You have a list of small non-negative integers:

```python
vals = list(range(1000))
```

1) Create `a64 = np.array(vals)` (default dtype).

2) Create `a16 = np.array(vals, dtype=np.uint16)`.

3) Compare memory usage using `.nbytes` and compute how many bytes are saved.
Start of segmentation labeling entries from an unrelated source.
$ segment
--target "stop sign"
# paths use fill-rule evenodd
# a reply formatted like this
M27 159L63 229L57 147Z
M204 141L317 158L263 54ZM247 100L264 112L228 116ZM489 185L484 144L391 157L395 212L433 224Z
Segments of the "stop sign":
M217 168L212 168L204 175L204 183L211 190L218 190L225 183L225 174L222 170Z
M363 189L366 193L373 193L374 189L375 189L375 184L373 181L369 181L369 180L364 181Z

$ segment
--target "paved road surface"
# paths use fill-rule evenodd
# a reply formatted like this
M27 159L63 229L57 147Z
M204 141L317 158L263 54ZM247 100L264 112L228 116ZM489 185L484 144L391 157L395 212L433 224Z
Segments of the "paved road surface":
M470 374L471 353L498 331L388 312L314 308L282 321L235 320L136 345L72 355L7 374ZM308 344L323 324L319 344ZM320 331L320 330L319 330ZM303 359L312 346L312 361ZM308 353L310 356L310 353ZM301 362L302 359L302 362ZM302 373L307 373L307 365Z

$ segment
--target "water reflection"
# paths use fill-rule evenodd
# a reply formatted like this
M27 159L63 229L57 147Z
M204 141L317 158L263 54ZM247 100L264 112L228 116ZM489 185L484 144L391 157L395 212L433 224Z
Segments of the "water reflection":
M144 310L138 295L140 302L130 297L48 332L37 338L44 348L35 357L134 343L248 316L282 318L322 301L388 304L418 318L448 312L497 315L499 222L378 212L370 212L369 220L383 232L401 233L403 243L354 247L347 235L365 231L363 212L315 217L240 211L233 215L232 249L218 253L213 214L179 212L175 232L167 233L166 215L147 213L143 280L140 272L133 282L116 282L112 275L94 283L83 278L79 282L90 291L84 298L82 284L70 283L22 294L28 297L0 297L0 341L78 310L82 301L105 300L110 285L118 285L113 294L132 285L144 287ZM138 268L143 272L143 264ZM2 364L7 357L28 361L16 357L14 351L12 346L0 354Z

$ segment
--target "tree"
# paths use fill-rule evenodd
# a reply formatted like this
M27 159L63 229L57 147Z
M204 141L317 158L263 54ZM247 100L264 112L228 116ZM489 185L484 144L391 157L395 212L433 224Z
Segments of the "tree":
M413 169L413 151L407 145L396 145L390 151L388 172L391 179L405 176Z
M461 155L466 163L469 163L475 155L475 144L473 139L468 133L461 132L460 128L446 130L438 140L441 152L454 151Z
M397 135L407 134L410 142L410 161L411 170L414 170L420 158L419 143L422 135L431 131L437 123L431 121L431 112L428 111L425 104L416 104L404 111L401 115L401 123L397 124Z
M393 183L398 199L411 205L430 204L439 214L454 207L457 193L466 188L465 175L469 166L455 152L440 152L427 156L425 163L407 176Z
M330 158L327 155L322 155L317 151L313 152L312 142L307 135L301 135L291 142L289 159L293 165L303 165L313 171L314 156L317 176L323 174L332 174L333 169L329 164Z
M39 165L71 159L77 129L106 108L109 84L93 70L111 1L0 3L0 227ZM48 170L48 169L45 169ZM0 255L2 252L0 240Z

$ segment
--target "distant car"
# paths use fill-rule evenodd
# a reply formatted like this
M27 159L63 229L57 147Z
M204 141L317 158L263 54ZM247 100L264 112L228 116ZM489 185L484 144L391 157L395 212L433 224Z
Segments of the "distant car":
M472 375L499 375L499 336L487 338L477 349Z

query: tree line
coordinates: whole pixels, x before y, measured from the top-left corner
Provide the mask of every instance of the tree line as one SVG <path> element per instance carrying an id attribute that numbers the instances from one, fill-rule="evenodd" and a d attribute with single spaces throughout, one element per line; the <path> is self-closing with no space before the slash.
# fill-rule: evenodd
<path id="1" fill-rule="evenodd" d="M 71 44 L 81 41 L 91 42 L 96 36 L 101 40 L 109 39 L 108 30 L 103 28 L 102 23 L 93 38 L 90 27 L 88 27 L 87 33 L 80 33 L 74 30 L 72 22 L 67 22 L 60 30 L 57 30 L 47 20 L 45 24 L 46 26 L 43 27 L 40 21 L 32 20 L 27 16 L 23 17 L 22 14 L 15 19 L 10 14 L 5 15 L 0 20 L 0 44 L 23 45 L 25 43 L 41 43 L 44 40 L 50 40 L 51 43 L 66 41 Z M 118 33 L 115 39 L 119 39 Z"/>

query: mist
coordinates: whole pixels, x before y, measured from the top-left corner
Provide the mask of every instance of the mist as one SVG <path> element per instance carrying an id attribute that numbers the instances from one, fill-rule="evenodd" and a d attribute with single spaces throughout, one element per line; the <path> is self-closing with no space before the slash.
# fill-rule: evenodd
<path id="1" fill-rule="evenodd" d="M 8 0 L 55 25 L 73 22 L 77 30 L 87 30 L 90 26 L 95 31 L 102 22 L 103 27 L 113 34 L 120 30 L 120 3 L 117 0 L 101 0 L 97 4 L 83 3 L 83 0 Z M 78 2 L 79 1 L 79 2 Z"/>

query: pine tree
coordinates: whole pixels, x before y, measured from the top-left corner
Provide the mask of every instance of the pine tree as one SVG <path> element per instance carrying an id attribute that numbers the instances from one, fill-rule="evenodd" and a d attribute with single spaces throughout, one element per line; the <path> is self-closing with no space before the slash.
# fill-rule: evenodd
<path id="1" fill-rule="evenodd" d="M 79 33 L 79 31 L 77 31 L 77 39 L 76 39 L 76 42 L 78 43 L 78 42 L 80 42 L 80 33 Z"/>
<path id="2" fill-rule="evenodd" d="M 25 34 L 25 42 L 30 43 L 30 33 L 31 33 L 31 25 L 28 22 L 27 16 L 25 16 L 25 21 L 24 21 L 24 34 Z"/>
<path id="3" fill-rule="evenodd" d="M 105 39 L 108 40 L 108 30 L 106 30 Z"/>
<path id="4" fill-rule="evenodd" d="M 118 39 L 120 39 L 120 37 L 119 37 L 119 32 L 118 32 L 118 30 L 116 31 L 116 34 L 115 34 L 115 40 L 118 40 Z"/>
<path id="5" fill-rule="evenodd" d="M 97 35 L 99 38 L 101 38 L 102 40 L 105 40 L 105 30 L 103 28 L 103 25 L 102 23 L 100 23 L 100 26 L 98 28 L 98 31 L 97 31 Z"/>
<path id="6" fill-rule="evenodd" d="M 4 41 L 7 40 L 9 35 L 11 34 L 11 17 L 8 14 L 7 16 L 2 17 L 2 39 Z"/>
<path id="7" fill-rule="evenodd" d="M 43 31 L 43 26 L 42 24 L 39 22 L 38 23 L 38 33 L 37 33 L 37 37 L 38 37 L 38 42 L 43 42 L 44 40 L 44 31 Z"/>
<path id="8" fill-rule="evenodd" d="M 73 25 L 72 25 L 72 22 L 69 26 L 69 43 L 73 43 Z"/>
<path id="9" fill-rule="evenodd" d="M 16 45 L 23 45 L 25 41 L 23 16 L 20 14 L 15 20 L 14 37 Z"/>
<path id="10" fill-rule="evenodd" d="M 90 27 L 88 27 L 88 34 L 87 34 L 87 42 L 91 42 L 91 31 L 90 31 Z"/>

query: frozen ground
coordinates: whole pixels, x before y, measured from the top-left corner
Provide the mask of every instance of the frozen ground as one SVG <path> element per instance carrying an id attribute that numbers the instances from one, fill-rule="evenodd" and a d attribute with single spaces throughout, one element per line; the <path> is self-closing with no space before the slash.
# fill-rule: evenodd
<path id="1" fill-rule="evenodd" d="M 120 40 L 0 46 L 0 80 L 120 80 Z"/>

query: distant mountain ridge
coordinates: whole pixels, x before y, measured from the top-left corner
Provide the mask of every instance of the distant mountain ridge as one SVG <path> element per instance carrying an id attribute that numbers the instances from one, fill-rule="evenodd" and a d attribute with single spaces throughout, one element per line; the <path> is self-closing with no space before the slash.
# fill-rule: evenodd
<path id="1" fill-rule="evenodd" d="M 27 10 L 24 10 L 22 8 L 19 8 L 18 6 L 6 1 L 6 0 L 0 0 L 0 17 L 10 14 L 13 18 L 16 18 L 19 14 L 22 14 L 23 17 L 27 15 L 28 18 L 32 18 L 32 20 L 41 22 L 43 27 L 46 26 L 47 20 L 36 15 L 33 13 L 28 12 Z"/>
4) Add an assert that confirms all values are preserved in `a16`.


In [6]:
# Solution
vals = list(range(1000))

a64 = np.array(vals)
a16 = np.array(vals, dtype=np.uint16)

bytes_64 = a64.nbytes
bytes_16 = a16.nbytes
saved = bytes_64 - bytes_16

assert a16.tolist() == vals
assert saved > 0
assert np.max(a16) <= np.iinfo(np.uint16).max

bytes_64, bytes_16, saved

(8000, 2000, 6000)

## Problem 7 — enforcing rectangular input (fail fast)

**Task**

Write a function `as_matrix(rows, dtype=None)` that:
- accepts a list-of-lists
- checks that all rows have the same length
- raises `ValueError` if not rectangular
- returns a 2D NumPy array otherwise

Test it on:

```python
ok = [[1,2,3],[4,5,6]]
bad = [[1,2,3],[4,5]]
```


In [7]:
# Solution
def as_matrix(rows, dtype=None):
    rows = [list(r) for r in rows]
    if len(rows) == 0:
        return np.array([[]], dtype=dtype if dtype is not None else float)[:0, :0]
    n = len(rows[0])
    for idx, r in enumerate(rows):
        if len(r) != n:
            raise ValueError(f"Non-rectangular input: row 0 has length {n}, row {idx} has length {len(r)}")
    return np.array(rows, dtype=dtype)

ok = [[1, 2, 3], [4, 5, 6]]
bad = [[1, 2, 3], [4, 5]]

M = as_matrix(ok, dtype=np.int16)
assert M.shape == (2, 3)
assert M.dtype == np.int16
assert M.tolist() == ok

try:
    _ = as_matrix(bad)
    raise AssertionError("Expected ValueError for ragged input, but no error was raised.")
except ValueError as e:
    bad_msg = str(e)

M, bad_msg

(array([[1, 2, 3],
        [4, 5, 6]], dtype=int16),
 'Non-rectangular input: row 0 has length 3, row 1 has length 2')

## Quick recap

- NumPy arrays are **homogeneous**: mixed numeric input usually upcasts (e.g., ints + floats -> float).
- Small integer dtypes can **overflow/wrap** (especially unsigned).
- Ragged lists often become `dtype=object`; pad or validate to get a real 2D array.
- Use `.shape`, `.size`, and `.nbytes` to reason about structure and memory.